A new report suggests that natural conception may be a safe option for heterosexual couples in which one partner is HIV positive and the other is HIV negative. The conclusions of the Spanish study reported in the November 1 issue of the Journal of Acquired Immune Deficiency Syndromes suggest that unprotected vaginal intercourse to achieve pregnancy, provided that the HIV-positive partner is on HIV drug treatment and has an undetectable viral load, may be associated with a minimal risk of HIV transmission.

For people living with HIV today, pregnancy is no longer the medically and ethically challenging situation it once was. For starters, antiretroviral treatment can potentially extend an HIV-positive person’s life by decades, making 18-plus years of child rearing a possibility. Second, HIV-positive mothers-to-be can drastically reduce their risk of transmitting the virus to their babies – to less than 2% – with proper use of HIV treatment during pregnancy.

A lingering challenge faced by many couples affected by HIV – especially those in which one partner is HIV positive and the other is HIV negative – wanting to become pregnant is the best way to go about conceiving. Given that natural conception – unprotected vaginal intercourse – may put the HIV-negative partner at risk for infection through exposure to his or her HIV-positive partner’s genital fluids, many mixed-status couples have turned to artificial means for assistance. For example, there’s “sperm washing” and in vitro fertilization, two expensive and time consuming options. There are also crude and highly unreliable at-home protocols calling for artificial insemination with the use of turkey basters and other utensils.

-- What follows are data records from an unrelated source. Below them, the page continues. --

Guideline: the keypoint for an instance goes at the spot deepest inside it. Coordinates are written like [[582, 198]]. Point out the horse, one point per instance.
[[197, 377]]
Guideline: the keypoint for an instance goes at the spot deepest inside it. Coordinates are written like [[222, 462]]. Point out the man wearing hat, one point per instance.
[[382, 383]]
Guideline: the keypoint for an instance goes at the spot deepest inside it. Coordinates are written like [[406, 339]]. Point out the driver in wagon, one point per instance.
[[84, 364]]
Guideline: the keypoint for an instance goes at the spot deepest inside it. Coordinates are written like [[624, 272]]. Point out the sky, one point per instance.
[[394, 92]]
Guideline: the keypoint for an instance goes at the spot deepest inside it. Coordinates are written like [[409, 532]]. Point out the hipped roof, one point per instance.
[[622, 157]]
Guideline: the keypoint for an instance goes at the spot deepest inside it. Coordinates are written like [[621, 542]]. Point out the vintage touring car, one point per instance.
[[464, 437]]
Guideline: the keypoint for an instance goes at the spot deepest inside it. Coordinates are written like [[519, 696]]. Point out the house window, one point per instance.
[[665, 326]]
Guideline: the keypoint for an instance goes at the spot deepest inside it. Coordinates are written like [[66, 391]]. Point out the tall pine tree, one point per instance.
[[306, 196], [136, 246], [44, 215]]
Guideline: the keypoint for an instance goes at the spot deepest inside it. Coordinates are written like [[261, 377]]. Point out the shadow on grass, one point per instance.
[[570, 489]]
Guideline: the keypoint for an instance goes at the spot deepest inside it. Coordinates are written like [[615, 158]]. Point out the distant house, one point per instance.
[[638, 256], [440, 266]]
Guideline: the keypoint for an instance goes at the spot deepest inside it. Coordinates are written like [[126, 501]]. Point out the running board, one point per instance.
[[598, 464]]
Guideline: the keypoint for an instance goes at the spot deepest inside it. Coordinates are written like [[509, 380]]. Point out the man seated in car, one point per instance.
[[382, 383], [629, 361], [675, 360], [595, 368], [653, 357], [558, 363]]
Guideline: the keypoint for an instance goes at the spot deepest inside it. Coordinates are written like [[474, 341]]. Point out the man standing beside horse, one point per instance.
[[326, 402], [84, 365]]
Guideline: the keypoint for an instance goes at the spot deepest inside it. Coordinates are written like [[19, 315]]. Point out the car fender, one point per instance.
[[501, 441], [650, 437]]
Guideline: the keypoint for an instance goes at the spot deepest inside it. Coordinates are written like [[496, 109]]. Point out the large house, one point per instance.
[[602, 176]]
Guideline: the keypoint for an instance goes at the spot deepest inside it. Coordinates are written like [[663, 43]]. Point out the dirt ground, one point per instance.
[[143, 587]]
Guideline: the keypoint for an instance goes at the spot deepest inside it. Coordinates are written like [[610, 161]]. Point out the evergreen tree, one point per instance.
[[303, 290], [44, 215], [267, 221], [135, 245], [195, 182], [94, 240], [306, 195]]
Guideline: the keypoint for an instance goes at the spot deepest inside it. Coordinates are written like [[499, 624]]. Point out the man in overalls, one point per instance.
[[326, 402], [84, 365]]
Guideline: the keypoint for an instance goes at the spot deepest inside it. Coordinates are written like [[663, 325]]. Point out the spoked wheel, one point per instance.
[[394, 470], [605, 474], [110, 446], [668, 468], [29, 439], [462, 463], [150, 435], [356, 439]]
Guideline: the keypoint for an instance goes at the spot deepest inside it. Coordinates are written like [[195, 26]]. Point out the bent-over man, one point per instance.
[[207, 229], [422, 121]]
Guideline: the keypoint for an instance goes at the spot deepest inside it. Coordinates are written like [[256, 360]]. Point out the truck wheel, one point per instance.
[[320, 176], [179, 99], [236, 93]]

Previous studies have documented that HIV-positive people with “maximally suppressed” virus while on HIV drug treatment are significantly less likely to pass their virus along to their sexual partners. In turn, a team of Spanish researchers took a look at the transmission risk associated with natural conception among mixed-status couples, in which the HIV-positive partner had an undetectable viral load as a result of antiretroviral therapy.

The study reviewed the files of 62 mixed-status couples who opted to conceive naturally between 1998 and 2005. The HIV-positive partner was the man in 40 (65%) cases and the woman in 22 (35%) cases. The average viral load, at the time of conception, was less than 500 in both the male and female infected partners. All HIV-positive mothers had undetectable viral loads at the time of delivery.

A total of 76 pregnancies among the 62 couples were documented during the seven-year period. Fifty-two couples had only one pregnancy during this time, six couples reported two pregnancies, and four couples had three pregnancies. There was one case of twin pregnancies and nine miscarriages (which were more common among the HIV-positive women than the HIV-negative women).

The authors reported that, in all cases, the HIV-negative partner remained uninfected.

There was, however, one case of mother-to-child transmission. Even though HIV treatment was used to reduce the risk of infection, a baby born to a 37-year-old HIV-positive woman was diagnosed with AIDS-related Pneumocystis pneumonia (PCP) during the third week of life and subsequently died.

Aside from their conclusion that mixed-status couples “attaining natural pregnancy are exposed to a negligible risk of sexual transmission of HIV when the infected partner [has an undetectable viral load] while on [HIV drug treatment],” the researchers also provided some useful conception recommendations.

“If the couple has opted for natural pregnancy,” they write, “undetectable viremia is mandatory and pregnancy is discouraged in patients with any levels of HIV replication.” They add that other transmissible infections (e.g., viral hepatitis), cofactors that can increase the risk of transmission (e.g., inflammation, infection, or dysplasia of the genital tract), and fertility potential should all be evaluated carefully before attempting natural conception. Finally, “it is important to advise these couples to restrict overt sexual contacts to fertile days exclusively, for which the use of ovulation tests may be recommended. Pregnancy attempts should be limited in number, and couples should receive medical reassessment if conception does not occur in three to six months.”